Scientific classification
- Domain: Eukaryota
- Kingdom: Animalia
- Phylum: Arthropoda
- Subphylum: Chelicerata
- Class: Arachnida
- Order: Araneae
- Infraorder: Araneomorphae
- Family: Lycosidae
- Genus: Anoteropsis
- Species: A. insularis
- Binomial name: Anoteropsis insularis Vink, 2002

= Anoteropsis insularis =

- Genus: Anoteropsis
- Species: insularis
- Authority: Vink, 2002
- Conservation status: NU

Species of spider

Anoteropsis insularis is a species of Lycosidae spider that is endemic to New Zealand.

==Taxonomy==
This species was described in 2002 by Cor Vink from male and female specimens. The holotype is stored in the Lincoln University Entomology Research Collection.

==Description==
The male is recorded at 6.4-8.5mm in length whereas the female is 8.2-9.1mm. The colouration of the body camouflages it in sandy habitats. The carapace is coloured yellow with dark markings dorsally. The legs are pale yellow with black patches. The abdomen is yellow with a variety of dark and pale markings.

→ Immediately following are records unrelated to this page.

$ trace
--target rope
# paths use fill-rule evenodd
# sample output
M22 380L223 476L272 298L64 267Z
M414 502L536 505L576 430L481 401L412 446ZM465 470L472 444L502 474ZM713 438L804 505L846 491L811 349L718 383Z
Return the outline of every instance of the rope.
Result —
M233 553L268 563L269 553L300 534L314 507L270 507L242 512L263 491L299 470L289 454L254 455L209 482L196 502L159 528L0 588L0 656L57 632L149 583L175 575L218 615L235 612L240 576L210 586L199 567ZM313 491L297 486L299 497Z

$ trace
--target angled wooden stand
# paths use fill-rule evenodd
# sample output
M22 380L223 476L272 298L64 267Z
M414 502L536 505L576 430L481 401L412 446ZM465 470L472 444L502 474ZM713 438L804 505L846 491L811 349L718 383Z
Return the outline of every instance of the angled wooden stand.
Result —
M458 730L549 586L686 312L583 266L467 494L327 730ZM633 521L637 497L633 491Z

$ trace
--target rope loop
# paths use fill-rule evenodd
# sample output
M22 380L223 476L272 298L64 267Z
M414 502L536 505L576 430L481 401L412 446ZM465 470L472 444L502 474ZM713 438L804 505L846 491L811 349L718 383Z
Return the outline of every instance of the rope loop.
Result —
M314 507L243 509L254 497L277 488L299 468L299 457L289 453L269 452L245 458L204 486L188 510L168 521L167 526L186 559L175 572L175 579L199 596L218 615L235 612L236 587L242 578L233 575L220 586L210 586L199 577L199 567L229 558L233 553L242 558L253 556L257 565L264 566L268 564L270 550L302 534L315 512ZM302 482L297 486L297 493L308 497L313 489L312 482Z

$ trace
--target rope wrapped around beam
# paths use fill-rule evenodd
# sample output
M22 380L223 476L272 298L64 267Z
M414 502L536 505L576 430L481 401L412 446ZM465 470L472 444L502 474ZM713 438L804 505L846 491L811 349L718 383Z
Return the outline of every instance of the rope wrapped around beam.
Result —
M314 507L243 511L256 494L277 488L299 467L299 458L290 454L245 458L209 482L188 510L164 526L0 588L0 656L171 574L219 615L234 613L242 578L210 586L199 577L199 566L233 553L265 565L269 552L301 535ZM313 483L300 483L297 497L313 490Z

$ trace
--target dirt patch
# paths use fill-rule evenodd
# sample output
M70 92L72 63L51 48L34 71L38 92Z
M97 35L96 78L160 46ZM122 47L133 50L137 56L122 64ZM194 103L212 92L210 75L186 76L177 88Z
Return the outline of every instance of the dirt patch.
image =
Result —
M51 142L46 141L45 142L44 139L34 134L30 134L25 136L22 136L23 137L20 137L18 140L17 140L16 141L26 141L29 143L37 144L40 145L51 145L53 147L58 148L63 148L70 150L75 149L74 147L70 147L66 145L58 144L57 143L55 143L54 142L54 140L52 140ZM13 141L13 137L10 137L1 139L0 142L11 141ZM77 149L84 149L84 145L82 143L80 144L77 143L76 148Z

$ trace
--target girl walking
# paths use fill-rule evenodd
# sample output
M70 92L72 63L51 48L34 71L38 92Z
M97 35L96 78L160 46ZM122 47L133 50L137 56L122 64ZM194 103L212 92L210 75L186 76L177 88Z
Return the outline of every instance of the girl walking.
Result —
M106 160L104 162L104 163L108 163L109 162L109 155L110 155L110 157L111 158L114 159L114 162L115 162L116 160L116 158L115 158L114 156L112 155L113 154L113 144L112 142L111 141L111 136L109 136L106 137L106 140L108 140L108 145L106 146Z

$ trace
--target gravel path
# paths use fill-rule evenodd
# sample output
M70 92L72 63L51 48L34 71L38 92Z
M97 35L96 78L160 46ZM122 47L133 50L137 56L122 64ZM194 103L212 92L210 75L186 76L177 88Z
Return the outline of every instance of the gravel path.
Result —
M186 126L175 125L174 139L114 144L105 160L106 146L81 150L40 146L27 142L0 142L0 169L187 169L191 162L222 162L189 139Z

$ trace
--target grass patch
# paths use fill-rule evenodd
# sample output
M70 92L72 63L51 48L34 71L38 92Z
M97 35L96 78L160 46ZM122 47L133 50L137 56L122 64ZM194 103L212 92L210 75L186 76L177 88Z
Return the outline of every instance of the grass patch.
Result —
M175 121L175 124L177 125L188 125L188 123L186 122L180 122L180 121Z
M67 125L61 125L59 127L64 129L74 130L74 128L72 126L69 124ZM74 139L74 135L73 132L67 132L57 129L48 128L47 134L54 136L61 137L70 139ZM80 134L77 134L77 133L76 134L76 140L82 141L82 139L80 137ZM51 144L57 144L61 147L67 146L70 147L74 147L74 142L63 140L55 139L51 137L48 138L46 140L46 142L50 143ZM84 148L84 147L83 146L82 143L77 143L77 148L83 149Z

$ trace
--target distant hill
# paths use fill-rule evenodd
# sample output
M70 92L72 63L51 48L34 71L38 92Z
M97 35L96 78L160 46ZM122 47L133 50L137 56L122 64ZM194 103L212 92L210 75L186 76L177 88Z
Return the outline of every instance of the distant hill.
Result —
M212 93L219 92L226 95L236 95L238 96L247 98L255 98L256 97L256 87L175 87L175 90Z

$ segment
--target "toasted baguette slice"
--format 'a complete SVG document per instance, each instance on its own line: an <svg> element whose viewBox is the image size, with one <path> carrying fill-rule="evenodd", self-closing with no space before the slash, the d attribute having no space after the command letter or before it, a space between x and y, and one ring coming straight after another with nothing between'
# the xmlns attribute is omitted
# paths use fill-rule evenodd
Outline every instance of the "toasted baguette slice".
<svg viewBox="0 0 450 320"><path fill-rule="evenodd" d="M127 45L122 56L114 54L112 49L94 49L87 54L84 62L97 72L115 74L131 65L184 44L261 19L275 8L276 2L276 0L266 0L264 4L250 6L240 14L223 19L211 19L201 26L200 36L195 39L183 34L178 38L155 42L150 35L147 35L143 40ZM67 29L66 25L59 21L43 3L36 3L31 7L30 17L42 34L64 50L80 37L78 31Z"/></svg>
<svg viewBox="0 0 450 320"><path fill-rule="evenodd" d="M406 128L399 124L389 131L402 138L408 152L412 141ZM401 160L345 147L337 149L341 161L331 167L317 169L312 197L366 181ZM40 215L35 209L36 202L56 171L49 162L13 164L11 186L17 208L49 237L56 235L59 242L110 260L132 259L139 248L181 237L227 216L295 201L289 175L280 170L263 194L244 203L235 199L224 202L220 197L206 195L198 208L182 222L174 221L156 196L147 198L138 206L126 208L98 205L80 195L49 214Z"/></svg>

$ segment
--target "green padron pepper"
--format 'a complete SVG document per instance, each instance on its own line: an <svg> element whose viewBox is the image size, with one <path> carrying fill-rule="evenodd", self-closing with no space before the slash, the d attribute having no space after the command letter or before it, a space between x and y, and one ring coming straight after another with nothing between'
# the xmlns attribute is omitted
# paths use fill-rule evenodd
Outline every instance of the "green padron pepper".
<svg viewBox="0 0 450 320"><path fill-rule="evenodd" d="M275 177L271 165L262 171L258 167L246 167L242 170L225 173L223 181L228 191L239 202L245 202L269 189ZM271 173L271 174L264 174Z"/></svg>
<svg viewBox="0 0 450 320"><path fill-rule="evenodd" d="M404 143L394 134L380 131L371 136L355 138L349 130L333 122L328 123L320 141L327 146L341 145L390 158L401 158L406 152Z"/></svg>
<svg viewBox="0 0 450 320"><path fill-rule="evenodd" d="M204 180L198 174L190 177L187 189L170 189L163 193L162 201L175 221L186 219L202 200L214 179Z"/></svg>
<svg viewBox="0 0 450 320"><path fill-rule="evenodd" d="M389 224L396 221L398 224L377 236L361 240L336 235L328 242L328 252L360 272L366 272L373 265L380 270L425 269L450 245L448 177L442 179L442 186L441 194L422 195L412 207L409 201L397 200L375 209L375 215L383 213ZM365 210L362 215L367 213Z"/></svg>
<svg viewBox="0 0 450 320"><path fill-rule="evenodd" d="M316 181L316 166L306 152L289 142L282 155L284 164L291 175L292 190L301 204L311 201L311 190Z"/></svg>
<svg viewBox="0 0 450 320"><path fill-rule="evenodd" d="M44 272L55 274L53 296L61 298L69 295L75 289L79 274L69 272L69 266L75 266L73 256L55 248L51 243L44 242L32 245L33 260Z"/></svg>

==Distribution and habitat==
This species is only known from Chatham Island and Pitt Island in New Zealand. It occurs in sand dunes where it blends in with the background.

==Conservation status==
Under the New Zealand Threat Classification System, this species is listed as "Naturally Uncommon" with the qualifier of "Range Restricted".